One of the oldest parts of the city is now perhaps what most would consider the sleaziest. The neighborhood of De Wallen around the Oulde Krek is now known as Rossebuurt, the Red Light District.
Prostitutes here are tax-payers. While there is still a street trade, the majority of sex is purchased from a window display.
While there are women who work in the windows at all hours, the district gets really crazy at night. Roving bands of bachelors and tourist couples giggling at the site of it all.
Yes, I find it really disturbing and wrong that women are displayed as wares, but in reality, there will always be prostitution no matter the laws and it's much safter for them to be in a store-front.
There's a big concentration of sex shops, bars, peepshows, and slightly sketchy coffee shops in the neighborhood as well.
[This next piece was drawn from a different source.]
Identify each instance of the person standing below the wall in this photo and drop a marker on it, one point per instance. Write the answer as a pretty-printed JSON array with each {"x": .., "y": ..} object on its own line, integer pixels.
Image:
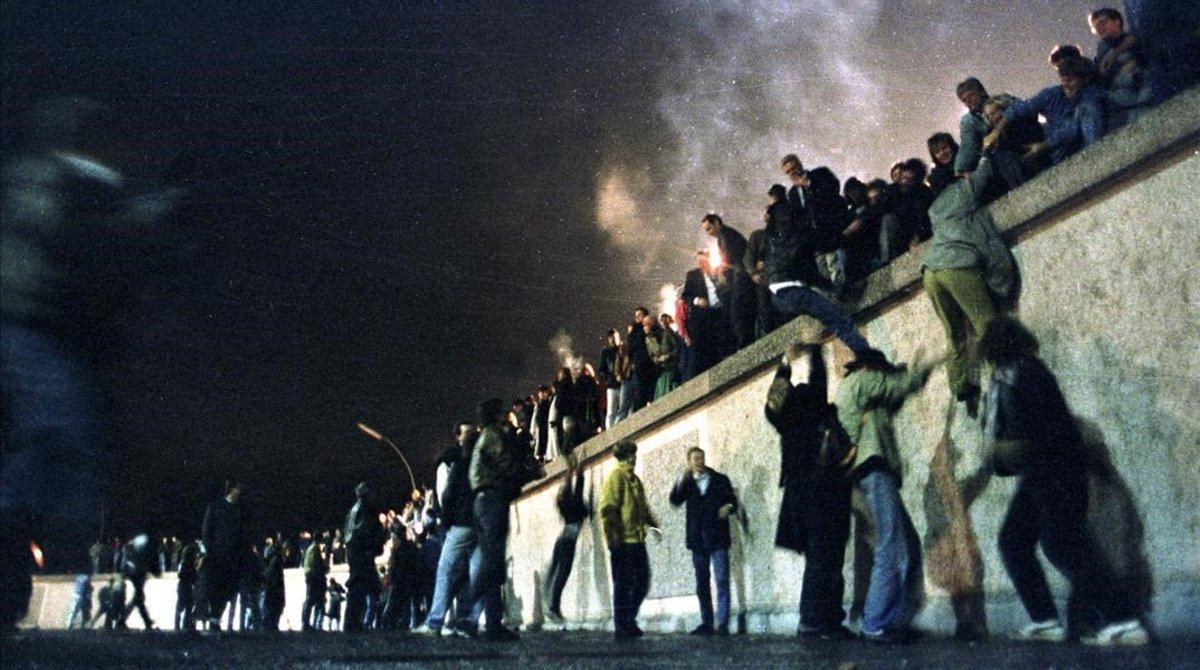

The police here are more like peacekeepers, and they don't carry guns but they wear bright yellow vests. People selling hard drugs set up shop on the bridges openly in the red light district- it's one of the few things that are illegal, but it's tolerated. A Dutch friend of mine said of the police, "You could take a piss on an officer's leg and he'd just fall over."
The locals that I've spoken with are pretty much over all this, as they have seen and done it all as teenagers, and most of them lead pretty sweet and quiet lives.
During the day, the neighborhood is quiet. The day-shift prostitutes are generally sitting in their windows, reading or doing crossword puzzles in their underwear, occasionally getting up to tap on their windows to beacon a passer-by to come in.
One thing I did observe with much chagrin was the high concentration of tourist in sweatpants and trainers. Really, sweatpants? This isn't Walmart. Even growing up in Maine, you would have been shamed if you were wearing sweatpants outside of the gym. Paris might be close by, but clearly, not influential in this regard.
One of the things that I did want to buy but didn't was an antique tile. Some of them were so detailed and beautiful.
There's a great shopping neighborhood called De 9 Straatjes (nine streets) that has a wealth of cutesy boutiques and antique shops. It reminded me of what Soho used to be before all the giant chain retailers took over. One of my beefs with New York is how quickly it filled up with mall stores when it used to be full of unique small businesses that are now lost and gone forever.
St Nicholas, the French rule-era Catholic church. All the other churches in Amsterdam are Calvinist austere, but not St Nicks!
I was almost a little sad to have to return to Paris (woe is me). It's nice that it's just a few hours away on the TGV.